Root Cause – A Novel by Steven Laine

Root Cause

Being somewhat of  a wine geek who regularly reads non-fiction wine books to further my knowledge and understanding of the grape, this fictional novel was an absolute treat to read as the main characters took me on a global tour of the world’s best wine-making regions, all while solving the mystery of finding the eco-terrorist who bio-engineered a devastating threat to the world’s vines.

Overview

Flying wine maker Corvina Guerra comes from a wine making family and has dreams of eventually settling down and making wine from her family’s own vineyard in Italy. She has spent years travelling the globe for huge wine conglomerate Universal Wines, making wines for many of the company’s portfolio of wineries.

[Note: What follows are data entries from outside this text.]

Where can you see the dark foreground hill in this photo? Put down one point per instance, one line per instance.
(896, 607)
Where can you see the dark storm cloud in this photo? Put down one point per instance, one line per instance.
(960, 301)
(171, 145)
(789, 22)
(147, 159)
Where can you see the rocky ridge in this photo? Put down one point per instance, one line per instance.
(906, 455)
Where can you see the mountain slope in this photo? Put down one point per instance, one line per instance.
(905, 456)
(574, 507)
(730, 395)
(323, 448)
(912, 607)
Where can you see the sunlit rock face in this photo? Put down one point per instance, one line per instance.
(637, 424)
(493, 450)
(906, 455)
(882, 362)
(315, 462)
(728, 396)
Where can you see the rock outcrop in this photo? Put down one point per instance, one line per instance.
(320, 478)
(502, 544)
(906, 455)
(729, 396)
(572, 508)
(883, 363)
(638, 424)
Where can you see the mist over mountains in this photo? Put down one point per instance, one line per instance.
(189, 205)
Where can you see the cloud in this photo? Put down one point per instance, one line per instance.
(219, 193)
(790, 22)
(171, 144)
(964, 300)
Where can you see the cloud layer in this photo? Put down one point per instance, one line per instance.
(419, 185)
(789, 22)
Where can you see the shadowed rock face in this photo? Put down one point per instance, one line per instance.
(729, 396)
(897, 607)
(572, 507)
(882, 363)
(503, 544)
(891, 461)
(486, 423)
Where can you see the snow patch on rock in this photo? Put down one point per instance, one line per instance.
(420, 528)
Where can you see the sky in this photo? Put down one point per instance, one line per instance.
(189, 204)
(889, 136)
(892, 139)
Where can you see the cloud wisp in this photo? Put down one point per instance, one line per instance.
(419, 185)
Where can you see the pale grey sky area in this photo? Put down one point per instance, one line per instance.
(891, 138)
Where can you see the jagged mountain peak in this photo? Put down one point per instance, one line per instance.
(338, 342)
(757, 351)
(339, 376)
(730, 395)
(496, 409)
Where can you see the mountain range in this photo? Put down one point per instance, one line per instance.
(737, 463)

When Corvina discovers Phylloxera eating away at vines that have been grafted and should be resistant to the pest, she knows that something has to be done to avoid a repeat of the global devastation the pest caused in themid 1800’s. No one at her company seems to think the threat is real, however, and Corvina, has to convince her CEO to let her investigate.

She enlists the help of a disgraced former Master of Wine candidate, Bryan Lawless. At first Corvina has Universal Wine’s blessing and financial backing on their journey to discover the cause of this new form of Phylloxera, but as they discover that the bug was genetically engineered and being spread on purpose by an eco-terrorist, Universal Wines fires Corvina, but the two continue the investigation on their own.

They eventually do solve the mystery, all while taking the reader on an adventurous global tour of adventure.

Thoughts

The book is an easy read that kept me engaged. I thought the eco-terrorist aspect was an absolutely genius plot and it makes the book feel current and believable. I also appreciated that while there is obvious tension between Corvina and Brian, it does not become the overriding subject of the book.

From Italy to London, Chile to South Africa, and finally in an Indian Jones-esque romp through the underground tunnels in Champagne, the book is an engaging mystery with well developed characters and plenty of action.

My only complaint is that early in the book, a reporter that ends up assisting in the investigation publishes an article with Phylloxera inadvertently auto-corrected to “Philomena.” Apparently no one, in the entire world, knows any better and starts calling it Philomena throughout the entire book. I found this to not be plausible and therefore a bit of a distracting annoyance, that I believe will be easier to ignore if you know about it going in.


*** I received this book for free in exchange for reading and posting a review. All opinions are my own.